Ok I have been out to the barn several times checking on things but staying my distance because I wanted Annabelle to get use to her kids. Well this last time I went out I noticed her little guys 1 ear was swollen and I checked the baby doe and both of hers are. I called my neighbor who is the Vet in town assistant and he said to hold really warm washcloths on them. Will this help or is it to late! You know being they were born yesterday morning and it was below freezing (-4) and who knows how long they were on the ground before I found them. Thanks for all the help again!
Ruth


----------



## SherrieC (Aug 24, 2002)

At this point it is too late. The ears will swell then perhaps split, get very wet and squishy then dry up fall off. Try to keep them in clean bedding.


----------



## Milking Mom (Oct 2, 2004)

Sorry about your little kids ears. Sounds like they were frozen. Sherrie sounds like you've seen this before. I feel for you guys kidding up north. I sure would like to see some snow, but I think I would get real tired of dealing with the low temps. Now in the summer time down here....I envy you.

Sherrie C I just noticed your signature line. We have a 3 year old boy a 24 year old girl and a 26 year old girl in the Army. She just left Iraq after a little over a year there and is now back in Germany.
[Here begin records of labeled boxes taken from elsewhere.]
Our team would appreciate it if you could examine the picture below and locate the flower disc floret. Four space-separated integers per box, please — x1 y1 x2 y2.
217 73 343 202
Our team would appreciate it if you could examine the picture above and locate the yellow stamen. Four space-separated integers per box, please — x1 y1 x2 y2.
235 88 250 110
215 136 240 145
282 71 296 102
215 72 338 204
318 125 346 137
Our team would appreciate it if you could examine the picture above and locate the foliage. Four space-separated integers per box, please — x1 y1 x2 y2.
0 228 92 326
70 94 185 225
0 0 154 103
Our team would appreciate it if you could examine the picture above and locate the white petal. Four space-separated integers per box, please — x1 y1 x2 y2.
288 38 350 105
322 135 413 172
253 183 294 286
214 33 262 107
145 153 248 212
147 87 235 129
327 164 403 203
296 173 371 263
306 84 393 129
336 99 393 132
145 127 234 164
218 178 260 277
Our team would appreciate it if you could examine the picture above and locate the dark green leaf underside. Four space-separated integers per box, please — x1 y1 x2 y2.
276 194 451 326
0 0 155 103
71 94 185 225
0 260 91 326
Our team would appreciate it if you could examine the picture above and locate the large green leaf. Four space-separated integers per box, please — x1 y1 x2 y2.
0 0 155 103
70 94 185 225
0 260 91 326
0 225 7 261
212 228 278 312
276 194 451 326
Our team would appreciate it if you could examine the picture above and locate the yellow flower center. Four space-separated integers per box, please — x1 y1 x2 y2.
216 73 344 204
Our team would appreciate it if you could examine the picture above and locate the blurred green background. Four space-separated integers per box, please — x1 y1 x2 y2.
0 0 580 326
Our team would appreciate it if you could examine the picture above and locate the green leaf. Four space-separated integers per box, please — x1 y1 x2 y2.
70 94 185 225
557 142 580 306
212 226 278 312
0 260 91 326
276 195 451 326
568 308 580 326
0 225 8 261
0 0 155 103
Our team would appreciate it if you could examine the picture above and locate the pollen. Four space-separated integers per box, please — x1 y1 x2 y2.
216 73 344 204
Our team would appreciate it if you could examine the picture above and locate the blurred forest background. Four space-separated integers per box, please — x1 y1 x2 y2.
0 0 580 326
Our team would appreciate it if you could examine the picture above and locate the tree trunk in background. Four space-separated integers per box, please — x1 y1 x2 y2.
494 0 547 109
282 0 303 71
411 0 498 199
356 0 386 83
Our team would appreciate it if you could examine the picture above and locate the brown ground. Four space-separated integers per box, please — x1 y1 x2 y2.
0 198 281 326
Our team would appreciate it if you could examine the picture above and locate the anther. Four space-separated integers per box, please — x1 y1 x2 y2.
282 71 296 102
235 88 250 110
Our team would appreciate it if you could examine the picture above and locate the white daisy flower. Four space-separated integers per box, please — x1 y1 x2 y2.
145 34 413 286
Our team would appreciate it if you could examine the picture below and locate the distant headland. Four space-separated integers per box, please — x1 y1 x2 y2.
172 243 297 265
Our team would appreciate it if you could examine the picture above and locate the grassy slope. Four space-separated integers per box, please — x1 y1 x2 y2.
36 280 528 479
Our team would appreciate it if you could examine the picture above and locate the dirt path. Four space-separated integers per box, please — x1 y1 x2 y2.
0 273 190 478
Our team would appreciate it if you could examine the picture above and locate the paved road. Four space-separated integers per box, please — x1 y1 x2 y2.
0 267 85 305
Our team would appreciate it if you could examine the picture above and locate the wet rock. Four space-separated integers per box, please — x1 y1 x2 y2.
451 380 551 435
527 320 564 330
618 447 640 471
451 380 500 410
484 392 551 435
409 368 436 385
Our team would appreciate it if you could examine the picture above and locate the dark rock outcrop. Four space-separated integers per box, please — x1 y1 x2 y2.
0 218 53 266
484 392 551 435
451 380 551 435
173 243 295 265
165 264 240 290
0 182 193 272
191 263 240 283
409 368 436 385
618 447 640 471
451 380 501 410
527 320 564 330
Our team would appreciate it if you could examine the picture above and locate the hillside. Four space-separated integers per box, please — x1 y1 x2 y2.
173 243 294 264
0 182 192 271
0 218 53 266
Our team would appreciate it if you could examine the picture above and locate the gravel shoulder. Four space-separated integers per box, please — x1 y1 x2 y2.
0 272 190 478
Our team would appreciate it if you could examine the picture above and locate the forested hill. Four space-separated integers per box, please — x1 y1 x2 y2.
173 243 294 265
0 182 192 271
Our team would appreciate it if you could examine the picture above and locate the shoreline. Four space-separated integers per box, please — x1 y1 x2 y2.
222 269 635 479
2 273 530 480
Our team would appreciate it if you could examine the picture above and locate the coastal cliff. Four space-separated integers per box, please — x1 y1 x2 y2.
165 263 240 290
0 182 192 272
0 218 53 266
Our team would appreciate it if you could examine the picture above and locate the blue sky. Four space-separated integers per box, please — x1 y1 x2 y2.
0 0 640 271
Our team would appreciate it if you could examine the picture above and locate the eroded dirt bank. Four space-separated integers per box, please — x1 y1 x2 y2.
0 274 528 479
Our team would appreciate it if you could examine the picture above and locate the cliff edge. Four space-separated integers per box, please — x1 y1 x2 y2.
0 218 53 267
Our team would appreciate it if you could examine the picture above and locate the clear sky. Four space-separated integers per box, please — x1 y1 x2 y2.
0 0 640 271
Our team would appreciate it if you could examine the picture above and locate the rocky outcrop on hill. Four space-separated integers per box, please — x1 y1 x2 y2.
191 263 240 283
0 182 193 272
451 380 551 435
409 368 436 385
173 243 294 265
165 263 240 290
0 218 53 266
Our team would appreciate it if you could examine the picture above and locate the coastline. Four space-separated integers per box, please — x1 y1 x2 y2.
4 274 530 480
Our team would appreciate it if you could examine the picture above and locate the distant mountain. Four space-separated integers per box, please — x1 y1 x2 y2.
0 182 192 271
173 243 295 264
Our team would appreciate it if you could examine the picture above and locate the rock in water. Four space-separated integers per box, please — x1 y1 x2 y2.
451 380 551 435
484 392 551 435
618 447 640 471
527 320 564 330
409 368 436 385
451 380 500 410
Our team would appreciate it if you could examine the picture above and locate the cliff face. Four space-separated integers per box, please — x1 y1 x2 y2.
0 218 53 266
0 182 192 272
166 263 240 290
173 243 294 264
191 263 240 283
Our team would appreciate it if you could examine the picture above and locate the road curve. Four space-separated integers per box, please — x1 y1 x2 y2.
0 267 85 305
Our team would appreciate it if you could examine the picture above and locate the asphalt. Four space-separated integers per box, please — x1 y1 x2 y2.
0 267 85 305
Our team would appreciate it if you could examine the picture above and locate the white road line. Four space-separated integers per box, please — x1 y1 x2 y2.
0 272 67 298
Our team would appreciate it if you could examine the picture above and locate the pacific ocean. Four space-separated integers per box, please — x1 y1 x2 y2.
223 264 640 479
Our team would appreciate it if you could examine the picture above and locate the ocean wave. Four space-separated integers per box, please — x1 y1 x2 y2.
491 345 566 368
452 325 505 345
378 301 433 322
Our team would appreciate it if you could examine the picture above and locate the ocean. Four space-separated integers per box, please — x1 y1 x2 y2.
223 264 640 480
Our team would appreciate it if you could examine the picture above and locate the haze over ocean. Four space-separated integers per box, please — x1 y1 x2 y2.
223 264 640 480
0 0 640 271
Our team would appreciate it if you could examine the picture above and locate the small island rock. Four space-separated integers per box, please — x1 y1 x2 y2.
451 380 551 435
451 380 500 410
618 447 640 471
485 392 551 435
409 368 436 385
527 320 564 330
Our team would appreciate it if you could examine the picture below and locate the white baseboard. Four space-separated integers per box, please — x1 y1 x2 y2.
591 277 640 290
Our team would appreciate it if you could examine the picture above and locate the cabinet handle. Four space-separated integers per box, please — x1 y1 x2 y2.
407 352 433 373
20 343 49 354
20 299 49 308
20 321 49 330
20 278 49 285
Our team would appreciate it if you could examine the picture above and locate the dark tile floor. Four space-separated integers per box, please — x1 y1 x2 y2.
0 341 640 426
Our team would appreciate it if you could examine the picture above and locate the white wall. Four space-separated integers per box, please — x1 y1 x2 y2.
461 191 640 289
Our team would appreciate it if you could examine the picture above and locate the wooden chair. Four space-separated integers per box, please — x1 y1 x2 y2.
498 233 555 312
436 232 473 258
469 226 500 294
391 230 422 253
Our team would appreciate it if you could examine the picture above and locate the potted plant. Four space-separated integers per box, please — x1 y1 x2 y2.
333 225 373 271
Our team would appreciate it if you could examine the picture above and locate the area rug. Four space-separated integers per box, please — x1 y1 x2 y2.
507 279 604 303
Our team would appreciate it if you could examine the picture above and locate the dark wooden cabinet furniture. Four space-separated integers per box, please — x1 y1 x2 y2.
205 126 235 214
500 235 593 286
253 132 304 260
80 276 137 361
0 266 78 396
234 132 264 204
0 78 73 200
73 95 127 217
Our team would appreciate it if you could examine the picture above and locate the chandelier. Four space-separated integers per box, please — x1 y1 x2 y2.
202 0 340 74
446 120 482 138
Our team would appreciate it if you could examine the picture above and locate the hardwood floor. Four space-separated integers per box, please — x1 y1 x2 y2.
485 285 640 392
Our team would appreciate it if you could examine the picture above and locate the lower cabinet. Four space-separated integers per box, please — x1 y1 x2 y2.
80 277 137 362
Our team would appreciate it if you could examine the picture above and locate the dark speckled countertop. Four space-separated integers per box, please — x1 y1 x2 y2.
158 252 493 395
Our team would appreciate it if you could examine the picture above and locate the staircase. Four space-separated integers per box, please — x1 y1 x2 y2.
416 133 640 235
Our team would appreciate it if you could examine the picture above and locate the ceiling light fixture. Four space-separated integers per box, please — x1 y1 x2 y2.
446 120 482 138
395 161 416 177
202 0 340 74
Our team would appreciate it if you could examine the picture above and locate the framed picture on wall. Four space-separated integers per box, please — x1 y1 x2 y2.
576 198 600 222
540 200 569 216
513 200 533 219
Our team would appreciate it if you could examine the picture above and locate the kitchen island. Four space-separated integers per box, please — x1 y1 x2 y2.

I hope your daughter stays safe.


----------



## heinola honey (Feb 20, 2003)

I am sooooo bummed out!!!!!! The "what ifs" and "only if I had done or not done this" this is making me cry. I will try to post pictures of them now before their ears fall off they are soooo cute it just a shame. This is a very hard lesson learned. And I will do my best not to let it happen again even though some thing are unpreventable.


----------



## SherrieC (Aug 24, 2002)

HH I know how you feel I was so upset, when a doe of mine lost both ears, and one eye to frost bite, but everyone has learning steps to stumble over. You'll do better next time. 

Milking mom, I've got 5 boys the oldest, 21 is in the army, the youngest child (who has got me up a 4am throwing up for some reason) is my little girl, she's too young for the army. I hope your daughter stays safe, how often do you hear from her?


----------



## LuckyGRanch (Jun 30, 2002)

Hi Ruth - 

Don't despair! How bad are they? Swollen how far up. We've seen it happen where they don't lose their eyes. How "thick" would you say the swelling is? 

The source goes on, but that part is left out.